La Cassazione, con l’ordinanza n. 21243 del 13 settembre 2017, ribadisce che l’utilizzo di personale (segretaria) anche in attività autonoma non integra necessariamente il presupposto dell’imposta se lo stesso non prevale sul lavoro intellettivo del contribuente.

- Circolari e risoluzioni emanate dall’Agenzia delle Entrate non vincolanti

La Cassazione, con la sentenza 6185/2017, ha ribadito che le circolari e le risoluzioni emanate dall’Agenzia delle Entrate non hanno un valore vincolante.

Dunque, secondo la Suprema Corte, la circolare dell’Amministrazione Finanziaria non vincola né il contribuente, né il giudice, non costituendo fonte di diritto. Ammettere, infatti, che detta fonte interpretativa sia vincolante per i giudici o per il contribuente, equivarrebbe a riconoscerle un potere normativo in palese conflitto con il principio costituzionale.

- Ok alla detrazione Iva sulle spese per prestazioni gratuite collegate all’attività imponibile

Sentenza della Corte di giustizia Ue del 14 settembre 2017, causa C-132/16, sull’applicabilità dello sgravio dell’imposta:

È detraibile l’Iva sulle spese sostenute per effettuare prestazioni gratuite che si ricollegano, però, all’attività imponibile del soggetto passivo e, come tali, faranno parte del prezzo dei beni e servizi prodotti dalla sua impresa.

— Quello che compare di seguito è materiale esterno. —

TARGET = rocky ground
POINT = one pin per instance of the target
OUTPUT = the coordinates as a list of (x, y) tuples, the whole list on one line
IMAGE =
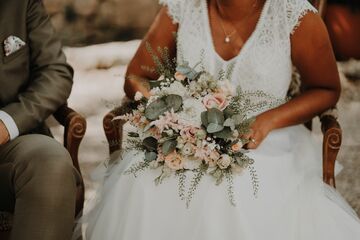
[(98, 86)]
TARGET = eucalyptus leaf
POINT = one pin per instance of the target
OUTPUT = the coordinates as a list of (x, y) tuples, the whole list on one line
[(133, 134), (229, 112), (150, 143), (147, 127), (168, 147), (230, 123), (238, 119), (173, 101), (155, 109), (214, 128), (150, 156)]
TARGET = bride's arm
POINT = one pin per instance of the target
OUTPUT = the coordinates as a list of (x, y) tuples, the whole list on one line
[(313, 56), (160, 34)]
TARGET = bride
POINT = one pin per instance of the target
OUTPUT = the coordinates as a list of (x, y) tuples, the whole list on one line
[(260, 40)]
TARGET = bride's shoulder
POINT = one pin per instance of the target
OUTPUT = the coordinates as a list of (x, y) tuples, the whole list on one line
[(295, 11), (176, 8)]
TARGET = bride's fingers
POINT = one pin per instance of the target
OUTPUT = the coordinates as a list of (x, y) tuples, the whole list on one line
[(254, 141)]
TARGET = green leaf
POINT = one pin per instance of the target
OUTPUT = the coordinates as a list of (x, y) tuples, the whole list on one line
[(150, 156), (229, 112), (238, 119), (204, 119), (155, 109), (230, 123), (224, 134), (214, 127), (154, 84), (173, 101), (169, 146), (150, 143), (215, 116)]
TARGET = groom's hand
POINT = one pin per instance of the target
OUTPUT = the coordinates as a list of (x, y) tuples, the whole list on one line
[(4, 134)]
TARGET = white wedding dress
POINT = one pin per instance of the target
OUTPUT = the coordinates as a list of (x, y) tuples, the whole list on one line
[(292, 203)]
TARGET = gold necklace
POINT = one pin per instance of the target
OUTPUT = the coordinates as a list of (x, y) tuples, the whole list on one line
[(229, 36)]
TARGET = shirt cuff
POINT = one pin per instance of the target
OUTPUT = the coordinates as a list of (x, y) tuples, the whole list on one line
[(9, 124)]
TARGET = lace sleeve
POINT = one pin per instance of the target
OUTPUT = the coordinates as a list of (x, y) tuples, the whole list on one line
[(175, 9), (296, 10)]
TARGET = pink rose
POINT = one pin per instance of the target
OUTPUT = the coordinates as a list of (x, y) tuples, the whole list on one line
[(179, 76), (174, 161), (237, 147), (217, 100)]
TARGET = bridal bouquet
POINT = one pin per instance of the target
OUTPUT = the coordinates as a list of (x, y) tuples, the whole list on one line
[(193, 122)]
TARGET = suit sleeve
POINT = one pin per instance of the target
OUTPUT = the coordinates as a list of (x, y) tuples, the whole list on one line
[(50, 79)]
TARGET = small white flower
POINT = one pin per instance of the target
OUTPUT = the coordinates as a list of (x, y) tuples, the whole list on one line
[(153, 164), (224, 161)]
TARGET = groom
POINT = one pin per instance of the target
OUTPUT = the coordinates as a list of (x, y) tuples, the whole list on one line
[(37, 179)]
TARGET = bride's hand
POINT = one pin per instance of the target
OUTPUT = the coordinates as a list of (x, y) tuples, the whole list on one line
[(259, 130)]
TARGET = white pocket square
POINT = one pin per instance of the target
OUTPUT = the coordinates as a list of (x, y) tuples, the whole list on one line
[(13, 44)]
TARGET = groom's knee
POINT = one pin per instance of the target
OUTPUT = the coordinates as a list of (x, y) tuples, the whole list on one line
[(43, 169)]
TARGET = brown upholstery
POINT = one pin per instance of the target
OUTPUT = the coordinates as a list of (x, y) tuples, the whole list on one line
[(74, 131)]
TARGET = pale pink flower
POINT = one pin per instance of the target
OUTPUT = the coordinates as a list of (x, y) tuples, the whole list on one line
[(138, 96), (237, 147), (189, 134), (179, 76), (174, 161), (217, 100)]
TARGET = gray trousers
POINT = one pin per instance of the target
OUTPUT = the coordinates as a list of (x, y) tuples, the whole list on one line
[(37, 184)]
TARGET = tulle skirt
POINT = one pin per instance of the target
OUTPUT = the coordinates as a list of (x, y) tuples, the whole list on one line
[(292, 202)]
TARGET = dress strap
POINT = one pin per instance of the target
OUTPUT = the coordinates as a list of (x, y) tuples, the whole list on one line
[(296, 10), (175, 9)]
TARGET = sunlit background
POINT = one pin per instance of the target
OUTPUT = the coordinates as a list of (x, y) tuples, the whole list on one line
[(100, 37)]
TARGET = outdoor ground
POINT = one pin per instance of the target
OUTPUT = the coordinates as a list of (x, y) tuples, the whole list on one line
[(98, 87)]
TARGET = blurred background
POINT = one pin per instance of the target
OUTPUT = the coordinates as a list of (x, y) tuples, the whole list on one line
[(101, 36)]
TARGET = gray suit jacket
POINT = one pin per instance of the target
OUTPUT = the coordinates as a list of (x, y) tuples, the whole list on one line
[(36, 80)]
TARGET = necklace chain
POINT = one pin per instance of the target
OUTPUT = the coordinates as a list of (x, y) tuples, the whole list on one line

In particolare, “L’articolo 168, lettera a), della direttiva 2006/112/CE del Consiglio, del 28 novembre 2006, relativa al sistema comune d’imposta sul valore aggiunto, dev’essere interpretato nel senso che il soggetto passivo ha diritto a detrarre l’imposta sul valore aggiunto assolta a monte per la prestazione di servizi, consistenti nella costruzione o nella ristrutturazione di un bene immobile di cui un terzo sia proprietario, qualora quest’ultimo benefici a titolo gratuito del risultato di tali servizi e questi ultimi siano utilizzati tanto dal soggetto passivo medesimo, quanto dal terzo nell’ambito delle loro attività economiche, nei limiti in cui detti servizi non vadano oltre quanto necessario per consentire al soggetto passivo medesimo di effettuare a valle operazioni soggette ad imposta e il loro costo sia incluso nel prezzo di tali operazioni”.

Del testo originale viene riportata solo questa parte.